O último corte orçamentário promovido pelo Governo Federal, de 600 milhões que seriam destinados ao Conselho Nacional de Desenvolvimento Científico e Tecnológico (CNPq) por meio do Ministério de Ciência, Tecnologia e Inovações (MCTI), impactou o país.

No dia 15 de outubro a Academia Brasileira de Ciências (ABC) promoveu uma mesa-redonda intitulada “Qual o impacto dos cortes em C&T e Educação para o Brasil e, em particular, para a Amazônia?”. A coordenação foi do vice-presidente da ABC para a Região Norte, Adalberto Val (Inpa), que convidou para responder à pergunta-título Emmanuel Tourinho (UFPA), Sanderson de Oliveira (Ufam), Camila Ribas (Inpa) e Alfredo Lopes (escritor e filósofo).

Adalberto Val: “Matar a ciência é matar o futuro da nação” 

Val abriu o evento destacando o momento especialmente difícil e conturbado que vivemos. “Não só pela pandemia, mas pela falta de visão estratégica do governo federal com relação à ciência, tecnologia, inovação e educação (CTI&E)”, apontou. “Quando matamos essas áreas, estamos matando o futuro da nação e deixando o país despreparado para os próximos governantes”, alertou.

Val passou então a palavra aos palestrantes, convidados a responder à pergunta-título de seus diferentes pontos de vista.

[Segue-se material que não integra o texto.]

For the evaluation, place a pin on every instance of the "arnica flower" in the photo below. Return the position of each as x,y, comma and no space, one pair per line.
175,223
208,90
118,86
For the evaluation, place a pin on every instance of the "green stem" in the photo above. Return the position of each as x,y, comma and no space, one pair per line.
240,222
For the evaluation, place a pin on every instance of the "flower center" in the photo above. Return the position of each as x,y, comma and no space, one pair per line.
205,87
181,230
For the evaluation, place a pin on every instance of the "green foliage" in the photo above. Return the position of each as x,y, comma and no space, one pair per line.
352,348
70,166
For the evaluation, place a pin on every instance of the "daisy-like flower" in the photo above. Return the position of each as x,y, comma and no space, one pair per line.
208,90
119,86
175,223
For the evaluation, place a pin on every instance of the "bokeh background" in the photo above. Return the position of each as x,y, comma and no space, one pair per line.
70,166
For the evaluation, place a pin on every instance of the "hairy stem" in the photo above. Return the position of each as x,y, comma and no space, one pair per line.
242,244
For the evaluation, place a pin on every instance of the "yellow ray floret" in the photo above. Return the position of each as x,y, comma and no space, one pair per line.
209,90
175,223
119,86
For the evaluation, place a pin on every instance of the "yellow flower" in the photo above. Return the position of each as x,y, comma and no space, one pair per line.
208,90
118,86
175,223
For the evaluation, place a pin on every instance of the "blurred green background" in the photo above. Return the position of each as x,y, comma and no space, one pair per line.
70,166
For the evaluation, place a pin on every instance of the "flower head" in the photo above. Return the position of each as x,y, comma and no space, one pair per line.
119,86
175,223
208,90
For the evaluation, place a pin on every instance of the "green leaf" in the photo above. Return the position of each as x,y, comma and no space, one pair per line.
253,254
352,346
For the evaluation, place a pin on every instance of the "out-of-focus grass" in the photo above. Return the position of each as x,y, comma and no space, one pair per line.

Emmanuel Tourinho: prioridade nas planilhas e menos retórica 

Reitor da universidade Federal do Pará (UFPA) em seu segundo mandato, Emmanuel Tourinho foi presidente da Associação Nacional dos Dirigentes das Instituições Federais de Ensino Superior (Andifes) e é membro do Conselho Nacional de Ciência e Tecnologia (CCT).

Ele destacou que os sucessivos cortes nos orçamentos de CTI&E no Brasil estão colocando em risco uma capacidade nacional que foi construída muito recentemente. “Conseguimos desenvolver em 70 anos um sistema robusto que colocou o país na fronteira do conhecimento em muitas áreas, mas hoje tudo isso pode ser perdido”, alertou.

Na Amazônia, a situação se torna mais grave do que no resto do país porque as instituições são poucas, muito jovens e recebem um financiamento público muito menor. “Convivemos com assimetrias históricas na distribuição dos recursos públicos nacionais. A Amazônia contribui com 10% do PIB e não chega a receber mais de 5% dos recursos nacionais para CTI&E”, destacou.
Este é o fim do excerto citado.